A 2017 case study from the Yale Children’s Research Center found that within 24 hours of receiving treatment infusion, depressive symptoms in adolescents aged 13 to 17 years of age with treatment-resistant depression, with improvement lasting at least two weeks.

Dr. Ryan Sultan, a psychiatrist specializing in ketamine treatment in integrative psychiatry, said: “The younger the brain, the less it is formed, so there is a higher chance of negative effects.”

Lucy doesn’t regret ketamine therapy, but says it’s a bigger step than she noticed at the time.

“I still get the feeling that I was a little too young for it,” says Lucy.

Krystal said ketamine is most effective in a very narrow dose range. Doubled doses lead to more side effects, but more effectiveness, and halving doses will result in less effectiveness of antidepressants. He has seen examples of misuse that people start using ketamine eight times a day, exacerbating depression.

Lucy and Picard are treated through intravenous (IV) ketamine therapy. This is legal but off-label use of the drug. According to Sultan, the only FDA-approved form of treatment is an esketamine nasal spray known as Spravato, but the majority of ketamine therapy administered is via IV. Neither form is FDA approved for children.

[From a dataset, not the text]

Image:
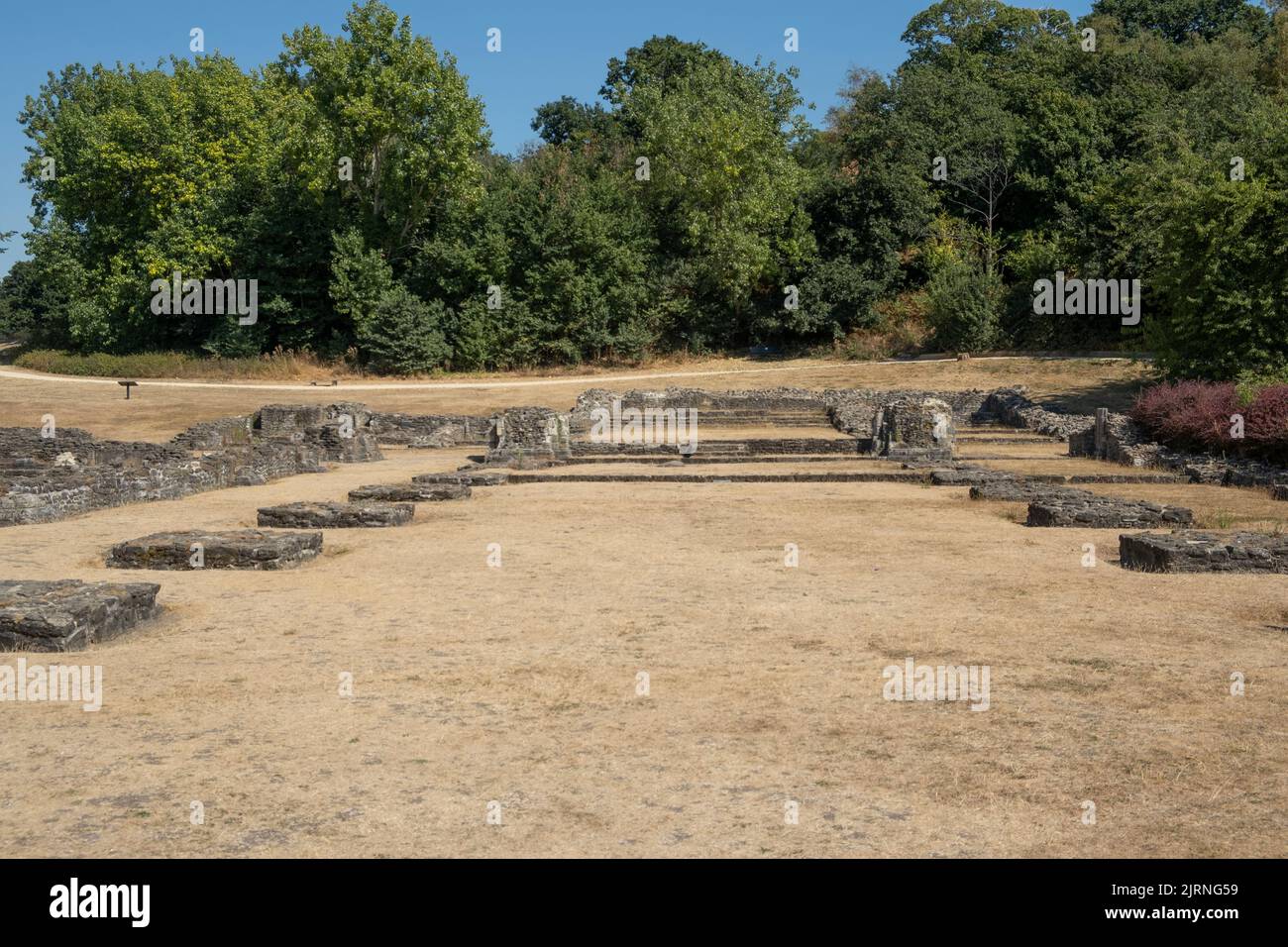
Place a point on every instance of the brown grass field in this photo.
(518, 684)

As a result, the field of ketamine therapy is unregulated. Hundreds of independent outpatient ketamine clinics have emerged across the country after the FDA approved escamine in 2019. These clinics may employ a mixture of anesthesiologists, psychiatrists, nurse practitioners and therapists, but quality and safety vary from clinic to clinic.

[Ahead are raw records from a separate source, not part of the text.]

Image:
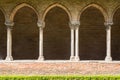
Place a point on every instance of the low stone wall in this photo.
(55, 68)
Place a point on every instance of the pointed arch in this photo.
(19, 7)
(56, 5)
(103, 11)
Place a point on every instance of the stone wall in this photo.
(57, 68)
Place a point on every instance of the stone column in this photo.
(72, 56)
(77, 24)
(74, 25)
(108, 41)
(41, 27)
(9, 40)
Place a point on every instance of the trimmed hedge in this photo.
(59, 77)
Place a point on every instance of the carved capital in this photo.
(41, 24)
(74, 24)
(108, 25)
(9, 24)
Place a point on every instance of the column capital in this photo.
(41, 24)
(74, 24)
(108, 23)
(9, 24)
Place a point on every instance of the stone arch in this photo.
(19, 7)
(92, 35)
(3, 34)
(103, 11)
(114, 11)
(56, 5)
(115, 31)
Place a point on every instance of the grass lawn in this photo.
(61, 77)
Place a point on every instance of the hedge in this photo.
(59, 77)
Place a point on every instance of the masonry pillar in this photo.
(72, 56)
(74, 25)
(9, 40)
(41, 27)
(77, 24)
(108, 41)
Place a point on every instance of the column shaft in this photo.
(9, 44)
(72, 45)
(108, 42)
(77, 44)
(41, 26)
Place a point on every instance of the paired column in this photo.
(9, 40)
(108, 41)
(74, 26)
(41, 27)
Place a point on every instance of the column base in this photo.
(108, 58)
(9, 58)
(41, 58)
(77, 58)
(72, 58)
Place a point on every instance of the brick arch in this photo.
(103, 11)
(12, 15)
(56, 5)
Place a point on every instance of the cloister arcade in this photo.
(57, 34)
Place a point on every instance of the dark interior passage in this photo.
(116, 36)
(57, 35)
(3, 37)
(92, 36)
(25, 34)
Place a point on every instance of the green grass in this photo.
(59, 77)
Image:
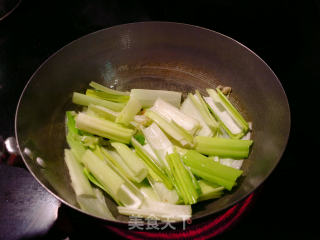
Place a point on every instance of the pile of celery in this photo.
(153, 155)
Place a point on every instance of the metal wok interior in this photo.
(155, 55)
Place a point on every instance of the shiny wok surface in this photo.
(155, 55)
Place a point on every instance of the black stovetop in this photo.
(286, 34)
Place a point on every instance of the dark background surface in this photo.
(286, 34)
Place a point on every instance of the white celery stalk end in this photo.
(105, 89)
(158, 142)
(79, 182)
(118, 187)
(231, 120)
(103, 112)
(204, 111)
(171, 129)
(132, 160)
(129, 111)
(95, 205)
(147, 97)
(191, 110)
(173, 114)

Insurance rarely covers IV ketamine therapy, and users pay hundreds of pockets per session.

Crystal warns that people who use ketamine for treatment outside of clinics often do it inappropriately. Most of the ketamine distributed in the United States is illegal, according to the Drug Enforcement Bureau.

“Because adolescents are at a higher risk of addiction issues, the concerns I raise about people who have access to ketamine at home is growing even more for youth,” Crystal says.

Jacintha initially worried about introducing her ketamine sensation to Lucy, but she spoke with Lucy about the dangers of seeking that sensation in a clinical setting.

“Do I misrepresent her the euphoria that she might want to continue pursuing in other ways?” Jacinto says. “If she has no access to ketamine and still wants to go back to the feeling that ketamine has given her, will that lead her to other kinds of substance abuse?”

Why is ketamine therapy not a treatment?

Since April 2023, Lucy has been using one maintenance session every six months in combination with talk therapy and antidepressants.

“Even today, I can rely on stress and mood. But I think the biggest reason why OCD is more manageable is because depression is more manageable,” says Lucy.

Still, Jacintha said he hoped they saw greater results, warning that it was not a miraculous cure.

“This is the cannonball we were looking for and we wanted to open and blow all of this out, but it wasn’t,” Jacinto said.

Ultimately, Lucy and Jacintha knew the risks of ketamine therapy. However, they agreed that the side effects would be pale compared to the struggles Lucy was experiencing.

“I chose to give my child ketamine, so if I think I’m a bad parent, I’ll invite you to live and live my life,” says Jacinto. “When you see a child full of such serious mental anguish and drowning every day, you are stuck in hope.

Rachel Hale’s role in covering youth mental health at USA Today is supported by a partnership with Pivotal and Journalism Funding Partners. Funders do not provide editor input.